A historical novel offers a vindication of the Christian faith packaged as a political thriller.
Christians are familiar with the story of Paul, the apostle responsible for writing much of the New Testament. Paul’s road to faith was as unlikely as it was dramatic: He was an enemy of Christians before Jesus intervened, miraculously turning him into the staunchest defender of the early church. Quist’s (Abigail, 2018, etc.) new book presents a similar scenario. Its title character, Sirius Merestius—or “Christianus,” as he is called by “the people of Rome”—is the emperor’s chief investigator in charge of persecuting Christians. Duty-bound to follow Caesar’s orders, he must seek out and eliminate threats to the empire. But Christianus quickly realizes that most believers are “honest, simple, hard-working people” who pose no real danger; he even comes to admire them. So he is put in the tricky situation of trying to save innocent men and women of faith while carrying out his investigations. All of which is not to say that no dangers lurk in and around first-century Rome. The Sicarii—a Jewish splinter group that opposes the occupation of Israel—are willing to use violent tactics to pursue their ends, and their terrorist plots leave Christianus with his hands full and get the ball rolling in this rousing piece of devotional fiction. Quist’s plotting is both intricate and carefully structured; he ably manages his large cast of characters, and the taut narrative races along smoothly, like a sled down a hill. The only thing that slows the progress is the author’s occasional tendency to overwrite.

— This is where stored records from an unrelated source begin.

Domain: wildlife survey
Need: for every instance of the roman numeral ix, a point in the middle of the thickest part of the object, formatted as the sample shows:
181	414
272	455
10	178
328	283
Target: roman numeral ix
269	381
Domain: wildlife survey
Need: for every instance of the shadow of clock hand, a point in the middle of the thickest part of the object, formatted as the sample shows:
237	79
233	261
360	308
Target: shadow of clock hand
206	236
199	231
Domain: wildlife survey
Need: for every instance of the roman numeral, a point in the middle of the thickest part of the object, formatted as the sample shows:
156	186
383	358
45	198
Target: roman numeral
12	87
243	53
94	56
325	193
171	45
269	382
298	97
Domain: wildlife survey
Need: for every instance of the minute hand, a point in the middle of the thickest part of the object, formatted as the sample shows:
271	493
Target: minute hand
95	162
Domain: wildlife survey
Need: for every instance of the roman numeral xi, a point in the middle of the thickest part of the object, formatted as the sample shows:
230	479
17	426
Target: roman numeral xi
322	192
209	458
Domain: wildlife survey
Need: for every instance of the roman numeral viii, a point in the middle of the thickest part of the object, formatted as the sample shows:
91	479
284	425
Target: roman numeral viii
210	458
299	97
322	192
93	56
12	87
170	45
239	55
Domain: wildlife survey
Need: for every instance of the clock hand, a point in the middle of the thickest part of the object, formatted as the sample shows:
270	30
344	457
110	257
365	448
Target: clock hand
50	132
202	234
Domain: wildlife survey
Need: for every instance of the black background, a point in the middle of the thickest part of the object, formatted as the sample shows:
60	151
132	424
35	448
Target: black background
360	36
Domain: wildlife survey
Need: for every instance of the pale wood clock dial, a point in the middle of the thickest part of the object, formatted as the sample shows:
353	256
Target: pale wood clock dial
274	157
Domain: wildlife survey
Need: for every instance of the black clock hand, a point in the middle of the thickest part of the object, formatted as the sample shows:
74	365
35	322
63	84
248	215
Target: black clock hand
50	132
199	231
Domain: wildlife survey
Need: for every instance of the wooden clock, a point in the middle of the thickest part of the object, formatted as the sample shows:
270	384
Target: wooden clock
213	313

Take, for example, the following: “The voice was soft, gentle, almost inaudible, but Sarah’s dreams faded in an instant and her eyes opened, her mind instantly wide awake.” “Soft,” “gentle,” and “almost inaudible” are all roughly synonyms; one of the three would do the trick. And to write that after Sarah’s dreams “faded in an instant,” she was “instantly wide awake” is repetitive. Readers will get it: She woke up quickly. A strong editor would have cut lots of this deadwood, leaving a more streamlined—and more satisfying—story. Yet the extra words don’t do too much to dampen the tale’s drama, and the novel remains a gripping read.
Christian historical fiction that excites while it evangelizes.